M.P. for Leicestershire
- In office 23 September 1313 – 15 November 1313
- Monarch: Edward II

M.P. for Northamptonshire
- In office 28 April 1343 – 20 May 1343
- Monarch: Edward III

= William Brabazon (Leics MP 1313) =

English politician

Sir William Brabazon, of Sproxton, Leicestershire was an English politician who represented Leicestershire and Northamptonshire in Parliament.

==Ancestry==
He was descended from Matthew Brabazon, the younger brother and heir of the Chief Justice of the King's Bench Roger Brabazon.

==Career and life==
William responded to King Edward I's call to arms to gather at Westminster and was knighted by Edward, the then Prince of Wales, in the Feast of the Swans at Westminster Abbey on 22 May 1306.

Sir William sat in the Parliament of September 1313 for Leicestershire.
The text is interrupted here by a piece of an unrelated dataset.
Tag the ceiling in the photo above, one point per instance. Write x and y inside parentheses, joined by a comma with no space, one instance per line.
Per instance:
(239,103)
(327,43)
He served in Guienne in 1325.

He sat in the Parliament of April 1343 for Northamptonshire.

==Family==
Sir William had the following issue:-

- John Brabazon. Sole daughter and heir Jane married Sir William Woodford, Serjeant-at-law, into which family the Brabazons' lands passed.

Sir William Brabazon was the ancestor of William Brabazon, Lord Justice of Ireland, and his Earl of Meath descendants.